La Universidad Popular Autónoma del Estado de Puebla (Upaep) otorgó el reconocimiento Cruz Forjada a 140 estudiantes de las facultades de Artes y Diseño, Ciencias Sociales y Humanidades, Ciencias de la Salud, Ingenierías, así como de la Escuela de Negocios y Economía, correspondiente al periodo Otoño 2025.
Entre las alumnas distinguidas se encuentran María José González Cobos y Amalia Beatriz Narváez Tecpanecatl, estudiantes de la Facultad de Gastronomía.
La Cruz Forjada se entrega a estudiantes que han destacado por su excelencia académica, compromiso institucional y vivencia de valores como la solidaridad, la responsabilidad y la justicia. Este reconocimiento fue creado por Juan Louvier Calderón en 1976 y se ha consolidado como uno de los distintivos más representativos de la institución.

La estudiante María José González Cobos comparte este logro con su amiga y compañera Amalia Beatriz Narváez Tecpanecatl, quien también fue distinguida con la Cruz Forjada.
Durante la ceremonia, el rector de la Upaep, Emilio José Baños Ardavín, señaló que este galardón no solo reconoce el desempeño, la persistencia, la constancia y el crecimiento frente a los desafíos, sino que también representa un símbolo que puede entenderse desde distintas perspectivas personales. Además, evocó la figura de Anacleto González Flores, a quien describió como alguien que abrazó el significado más íntimo y profundo de la cruz y del espíritu de ser forjada.

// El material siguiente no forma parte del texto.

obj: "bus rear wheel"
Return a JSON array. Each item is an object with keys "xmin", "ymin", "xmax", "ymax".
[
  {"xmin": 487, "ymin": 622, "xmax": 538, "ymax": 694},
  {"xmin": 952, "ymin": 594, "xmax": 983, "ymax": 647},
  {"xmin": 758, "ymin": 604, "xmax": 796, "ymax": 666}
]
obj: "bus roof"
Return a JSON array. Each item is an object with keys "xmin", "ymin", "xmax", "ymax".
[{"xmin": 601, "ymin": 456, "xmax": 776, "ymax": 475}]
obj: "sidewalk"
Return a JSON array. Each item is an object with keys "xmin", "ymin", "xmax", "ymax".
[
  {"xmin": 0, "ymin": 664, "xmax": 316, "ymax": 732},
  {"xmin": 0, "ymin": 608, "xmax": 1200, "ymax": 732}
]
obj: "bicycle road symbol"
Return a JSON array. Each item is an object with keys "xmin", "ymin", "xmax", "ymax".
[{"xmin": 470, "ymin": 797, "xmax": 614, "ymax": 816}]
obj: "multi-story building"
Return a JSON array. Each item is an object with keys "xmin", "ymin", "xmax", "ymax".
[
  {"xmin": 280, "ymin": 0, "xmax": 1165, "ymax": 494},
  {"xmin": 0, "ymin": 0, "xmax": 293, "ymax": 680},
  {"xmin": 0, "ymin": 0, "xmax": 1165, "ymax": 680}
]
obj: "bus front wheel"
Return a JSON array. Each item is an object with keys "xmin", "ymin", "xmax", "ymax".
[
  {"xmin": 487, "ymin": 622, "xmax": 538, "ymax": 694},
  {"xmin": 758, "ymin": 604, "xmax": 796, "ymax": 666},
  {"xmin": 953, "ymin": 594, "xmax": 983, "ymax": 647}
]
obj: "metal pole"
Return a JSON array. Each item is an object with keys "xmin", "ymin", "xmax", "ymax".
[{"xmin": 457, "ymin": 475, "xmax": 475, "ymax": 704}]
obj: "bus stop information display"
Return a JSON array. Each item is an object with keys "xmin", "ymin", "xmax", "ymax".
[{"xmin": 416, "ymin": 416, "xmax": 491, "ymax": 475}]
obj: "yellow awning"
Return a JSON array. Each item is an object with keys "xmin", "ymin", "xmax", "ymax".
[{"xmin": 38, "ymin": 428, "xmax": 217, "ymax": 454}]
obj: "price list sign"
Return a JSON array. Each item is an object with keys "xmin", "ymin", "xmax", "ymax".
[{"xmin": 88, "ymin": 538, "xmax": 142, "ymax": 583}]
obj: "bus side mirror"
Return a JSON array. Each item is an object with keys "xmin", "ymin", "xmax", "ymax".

“Con la cruz, este símbolo, se puede mirar desde diferentes perspectivas, desde luego. A cada uno le puede remitir a diferentes experiencias, situaciones. Ya el nombre nos dice algo, porque es una cruz forjada. Y el hierro se forja con el fuego, con el martilleo, que un poco nos va marcando una tónica de qué nos pudiera representar. Me refiero a Anacleto González Flores”.

Con orgullo, María José González Cobos, estudiante de la Facultad de Gastronomía de la Upaep, muestra su segunda Cruz Forjada.
Por su parte, la estudiante Alexandra García dirigió un mensaje a las y los galardonados, en el que resaltó las noches sin dormir para preparar un examen decisivo, desarrollar un proyecto contra el reloj y equilibrar las responsabilidades académicas con el trabajo y los compromisos personales.
La alumna de la Upaep reconoció el cansancio acumulado, pero también la determinación que llevó a las y los estudiantes a seguir adelante cuando parecía más fácil rendirse.